Change is life, yet the smallest degree of change triggers fear of response in everyone. The alteration the pandemic brought globally led the organization to pilot its substantive work to a halt last year. The unprecedented discontinue prompted the previous director-general-Roberto Azevedo, to quit unexpectedly. 

The change may have been colossal, but it has given room to a new horizon. Nigeria's former finance minister Dr. Ngozi Okonjo-Iweala looks to be positioned as the first female WTO leader. Ahead of the vote, the economist mogul received the backing of the European Union for her candidacy. On February 5, 2021, Yoo Myung-hee announces that she is withdrawing from the race. In "close consultation with the United States. 

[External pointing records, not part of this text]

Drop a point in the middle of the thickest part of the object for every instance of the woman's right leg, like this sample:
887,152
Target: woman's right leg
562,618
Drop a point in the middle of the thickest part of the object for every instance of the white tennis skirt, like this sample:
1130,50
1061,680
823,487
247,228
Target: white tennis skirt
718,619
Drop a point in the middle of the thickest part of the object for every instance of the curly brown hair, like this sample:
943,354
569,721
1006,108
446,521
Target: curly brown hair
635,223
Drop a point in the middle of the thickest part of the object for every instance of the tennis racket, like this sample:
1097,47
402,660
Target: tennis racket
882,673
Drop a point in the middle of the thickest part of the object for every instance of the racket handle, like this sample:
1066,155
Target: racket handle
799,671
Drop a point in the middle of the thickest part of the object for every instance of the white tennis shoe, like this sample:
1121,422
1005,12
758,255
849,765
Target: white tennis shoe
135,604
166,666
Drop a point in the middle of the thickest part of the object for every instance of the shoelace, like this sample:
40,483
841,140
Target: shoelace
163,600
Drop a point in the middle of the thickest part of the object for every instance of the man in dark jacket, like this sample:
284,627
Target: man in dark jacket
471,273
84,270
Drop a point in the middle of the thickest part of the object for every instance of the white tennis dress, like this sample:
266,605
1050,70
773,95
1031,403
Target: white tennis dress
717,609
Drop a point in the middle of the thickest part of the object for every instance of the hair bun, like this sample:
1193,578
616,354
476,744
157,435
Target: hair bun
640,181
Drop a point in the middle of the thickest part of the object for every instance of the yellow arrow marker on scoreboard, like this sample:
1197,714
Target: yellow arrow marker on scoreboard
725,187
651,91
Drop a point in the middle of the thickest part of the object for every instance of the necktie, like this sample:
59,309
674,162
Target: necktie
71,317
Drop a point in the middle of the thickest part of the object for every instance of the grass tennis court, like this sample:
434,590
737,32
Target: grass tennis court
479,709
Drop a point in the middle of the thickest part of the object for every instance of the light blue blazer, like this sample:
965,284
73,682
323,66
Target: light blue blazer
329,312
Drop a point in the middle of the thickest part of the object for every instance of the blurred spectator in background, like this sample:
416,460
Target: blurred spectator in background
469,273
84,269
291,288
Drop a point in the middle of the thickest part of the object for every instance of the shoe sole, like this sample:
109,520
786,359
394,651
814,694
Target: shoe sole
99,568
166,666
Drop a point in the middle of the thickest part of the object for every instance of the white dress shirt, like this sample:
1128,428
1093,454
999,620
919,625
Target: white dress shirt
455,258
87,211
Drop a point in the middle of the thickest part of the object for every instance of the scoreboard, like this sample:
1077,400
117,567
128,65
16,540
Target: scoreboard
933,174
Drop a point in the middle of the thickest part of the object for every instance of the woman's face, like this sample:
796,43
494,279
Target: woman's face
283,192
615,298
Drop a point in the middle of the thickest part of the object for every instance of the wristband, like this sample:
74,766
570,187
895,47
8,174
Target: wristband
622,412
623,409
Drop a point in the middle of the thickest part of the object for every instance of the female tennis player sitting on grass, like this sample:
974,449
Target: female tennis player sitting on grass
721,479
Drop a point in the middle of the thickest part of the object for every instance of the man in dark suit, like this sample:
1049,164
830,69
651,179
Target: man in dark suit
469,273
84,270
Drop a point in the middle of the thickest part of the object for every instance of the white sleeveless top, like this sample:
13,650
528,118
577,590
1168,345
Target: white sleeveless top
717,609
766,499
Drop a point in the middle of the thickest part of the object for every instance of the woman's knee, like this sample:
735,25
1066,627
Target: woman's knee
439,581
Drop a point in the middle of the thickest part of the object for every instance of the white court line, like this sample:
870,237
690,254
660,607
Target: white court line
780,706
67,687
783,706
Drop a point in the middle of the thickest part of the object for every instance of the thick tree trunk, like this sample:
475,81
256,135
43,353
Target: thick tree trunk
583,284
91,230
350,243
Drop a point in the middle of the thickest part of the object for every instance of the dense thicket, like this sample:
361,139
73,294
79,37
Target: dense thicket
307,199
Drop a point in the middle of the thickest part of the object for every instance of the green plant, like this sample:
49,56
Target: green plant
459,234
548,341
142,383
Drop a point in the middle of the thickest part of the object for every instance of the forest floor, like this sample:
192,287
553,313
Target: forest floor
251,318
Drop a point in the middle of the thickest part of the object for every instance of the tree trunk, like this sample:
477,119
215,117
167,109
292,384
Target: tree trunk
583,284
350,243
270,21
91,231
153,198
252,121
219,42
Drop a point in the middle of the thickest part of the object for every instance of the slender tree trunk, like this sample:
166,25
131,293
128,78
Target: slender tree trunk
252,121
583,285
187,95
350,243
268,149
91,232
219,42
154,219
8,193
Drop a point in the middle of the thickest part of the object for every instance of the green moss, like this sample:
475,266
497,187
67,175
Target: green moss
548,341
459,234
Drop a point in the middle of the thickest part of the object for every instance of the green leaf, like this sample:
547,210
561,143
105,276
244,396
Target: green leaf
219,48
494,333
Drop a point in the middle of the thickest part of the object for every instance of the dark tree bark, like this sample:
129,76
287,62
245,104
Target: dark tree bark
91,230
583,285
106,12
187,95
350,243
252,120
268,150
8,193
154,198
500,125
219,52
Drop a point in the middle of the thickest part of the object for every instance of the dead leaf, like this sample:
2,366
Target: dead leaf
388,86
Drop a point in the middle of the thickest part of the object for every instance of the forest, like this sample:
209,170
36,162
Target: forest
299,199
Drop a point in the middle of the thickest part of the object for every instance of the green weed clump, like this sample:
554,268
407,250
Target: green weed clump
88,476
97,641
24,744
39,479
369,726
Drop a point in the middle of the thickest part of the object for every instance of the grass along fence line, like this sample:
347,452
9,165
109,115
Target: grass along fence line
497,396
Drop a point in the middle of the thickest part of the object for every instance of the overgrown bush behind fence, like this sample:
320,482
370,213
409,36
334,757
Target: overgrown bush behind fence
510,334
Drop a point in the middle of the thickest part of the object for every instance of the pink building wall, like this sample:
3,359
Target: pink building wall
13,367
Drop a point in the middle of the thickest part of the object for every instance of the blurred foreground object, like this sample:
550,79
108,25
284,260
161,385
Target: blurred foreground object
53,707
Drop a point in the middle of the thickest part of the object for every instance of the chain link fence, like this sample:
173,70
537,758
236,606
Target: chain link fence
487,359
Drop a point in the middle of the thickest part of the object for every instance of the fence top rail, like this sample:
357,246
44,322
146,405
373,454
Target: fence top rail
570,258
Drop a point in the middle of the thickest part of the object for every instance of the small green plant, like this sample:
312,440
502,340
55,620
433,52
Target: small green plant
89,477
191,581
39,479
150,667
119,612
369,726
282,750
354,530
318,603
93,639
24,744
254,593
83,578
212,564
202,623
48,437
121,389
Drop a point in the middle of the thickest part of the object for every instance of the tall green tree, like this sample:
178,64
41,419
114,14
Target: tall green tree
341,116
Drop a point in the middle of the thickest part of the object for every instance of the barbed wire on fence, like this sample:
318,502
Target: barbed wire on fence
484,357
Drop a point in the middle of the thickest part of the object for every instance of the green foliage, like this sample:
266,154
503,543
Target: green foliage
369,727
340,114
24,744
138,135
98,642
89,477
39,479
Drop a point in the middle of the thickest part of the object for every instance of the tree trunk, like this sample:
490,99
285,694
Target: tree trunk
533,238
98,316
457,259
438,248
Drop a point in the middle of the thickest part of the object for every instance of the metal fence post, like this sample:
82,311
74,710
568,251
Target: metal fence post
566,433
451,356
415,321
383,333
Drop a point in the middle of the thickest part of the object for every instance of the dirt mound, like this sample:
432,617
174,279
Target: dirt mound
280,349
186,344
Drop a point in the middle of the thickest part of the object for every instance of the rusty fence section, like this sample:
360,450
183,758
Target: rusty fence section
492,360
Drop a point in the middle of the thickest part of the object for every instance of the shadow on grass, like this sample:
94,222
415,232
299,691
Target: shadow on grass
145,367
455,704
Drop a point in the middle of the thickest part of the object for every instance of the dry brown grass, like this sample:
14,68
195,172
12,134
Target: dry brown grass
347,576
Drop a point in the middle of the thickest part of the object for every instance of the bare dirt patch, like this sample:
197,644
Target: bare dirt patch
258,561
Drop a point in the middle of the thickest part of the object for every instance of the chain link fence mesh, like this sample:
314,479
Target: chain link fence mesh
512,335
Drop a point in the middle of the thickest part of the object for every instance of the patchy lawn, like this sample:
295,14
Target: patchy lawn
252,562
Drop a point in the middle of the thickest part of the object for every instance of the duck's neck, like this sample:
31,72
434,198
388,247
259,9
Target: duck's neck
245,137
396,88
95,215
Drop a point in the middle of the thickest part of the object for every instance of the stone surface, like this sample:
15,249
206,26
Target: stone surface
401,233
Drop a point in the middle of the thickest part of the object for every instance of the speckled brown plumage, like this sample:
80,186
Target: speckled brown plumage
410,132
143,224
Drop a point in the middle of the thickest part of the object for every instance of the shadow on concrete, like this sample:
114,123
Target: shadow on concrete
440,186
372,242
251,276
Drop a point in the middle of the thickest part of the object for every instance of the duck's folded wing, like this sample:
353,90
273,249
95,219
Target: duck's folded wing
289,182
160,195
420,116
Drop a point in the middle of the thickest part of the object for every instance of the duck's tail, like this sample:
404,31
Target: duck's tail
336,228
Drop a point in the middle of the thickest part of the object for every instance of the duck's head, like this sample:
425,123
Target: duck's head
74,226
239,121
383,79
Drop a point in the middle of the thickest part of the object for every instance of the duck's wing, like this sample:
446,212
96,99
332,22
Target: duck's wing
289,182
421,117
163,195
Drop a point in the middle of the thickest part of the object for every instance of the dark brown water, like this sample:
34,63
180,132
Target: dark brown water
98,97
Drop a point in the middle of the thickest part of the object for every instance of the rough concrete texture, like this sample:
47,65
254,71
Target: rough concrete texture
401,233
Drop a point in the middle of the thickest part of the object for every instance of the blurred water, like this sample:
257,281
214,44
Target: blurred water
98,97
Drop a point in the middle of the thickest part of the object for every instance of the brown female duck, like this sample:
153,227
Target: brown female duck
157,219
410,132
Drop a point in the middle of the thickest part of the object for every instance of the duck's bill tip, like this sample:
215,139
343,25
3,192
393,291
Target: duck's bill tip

The position is not surprising as the renowned economist has set a record of excellence in her portfolio, toppled with the Biden administration declaring its "strong support" for her to serve as the WTO's next director-general on February 5, 2021.

The WTO is known for its ability to regulate international trade between nations. And with its headquartered In Geneva, the World Trade Organization (WTO)- is the only international organization that deals with the global rules of transactions. The organization has been ensuring the smooth flow of commerce as freely as possible for over 26 years. 

Yet, in recent times, the organization is seen struggling to achieve significant multilateral agreements. Its trade-monitoring function has been underperforming, leading former U.S. President Donald Trump to neutralize the WTO appellate body in late 2019.

The organization has faced difficult times in the past year. All three monuments of the Geneva-based trade body’s work are currently under threat. Although the organization is known to modulate international trade resolutely, for decades, the functionality of the organization is still under test. As China’s brand of state economy expands its footprint on the global economy, arousing criticism from Brussels to Brasilia.

It would not be out of place to say the organization is fast becoming an edentulous bureaucracy during the most disruptive period for international commerce in generations. When last year it had a budget that totaled $220 million and a staff of more than 600.

The incoming chief of the World Trade Organization, who is said to have a reputation for shaking up the guardians of wealth, and power would change a lot in the consortium. During her first tour of duty as Nigeria’s finance minister, her efforts to root out corruption was laudable. A giant force like this is what WTO needs now to revamp its downsides.

She is the founder of Nigeria’s first indigenous opinion-research organization- NOI-Polls. Last year, the International Monetary Fund's Managing Director- Kristalina Georgieva, allotted her to an external advisory group to provide input on policy challenges. Early this year, Okonjo-Iweala was appointed as co-chair – alongside Tharman Shanmugaratnam and Lawrence Summers – of the High-Level Independent Panel (HLIP). On financing the global commons for pandemic preparedness and response, established by the G20.

The 66-year-old development economist, and incoming WTO head, popularly called “Okonjo Wahala” — “Okonjo the trouble maker.” by her opponents is known for turning things around firmly and holding power to account. She spectacularly bears a high record at the world-bank, where she spent 25 years of service. Okonjo-Iweala has also been part of UNESCO's International Commission on the Futures of Education, chaired by Sahle-Work Zewde since 2019. And she's been serving on the High-Level Council on Leadership & Management for Development of the Aspen Management Partnership for Health (AMP Health).

The World Trade Organization schedules to hold a meeting in the coming days where its members will consider a final decision on Ngozi Okonjo-Iweala. 

The race is on. Nigeria and the advocates of the Harvard-educated development economist- Okonji Iweala want her to win.

Hopefully, she wins. For it will bring about a positive transposition in the interrelations between Nigeria and the United States. 

That, I must say, is something beautiful to look forward to under the Biden administration.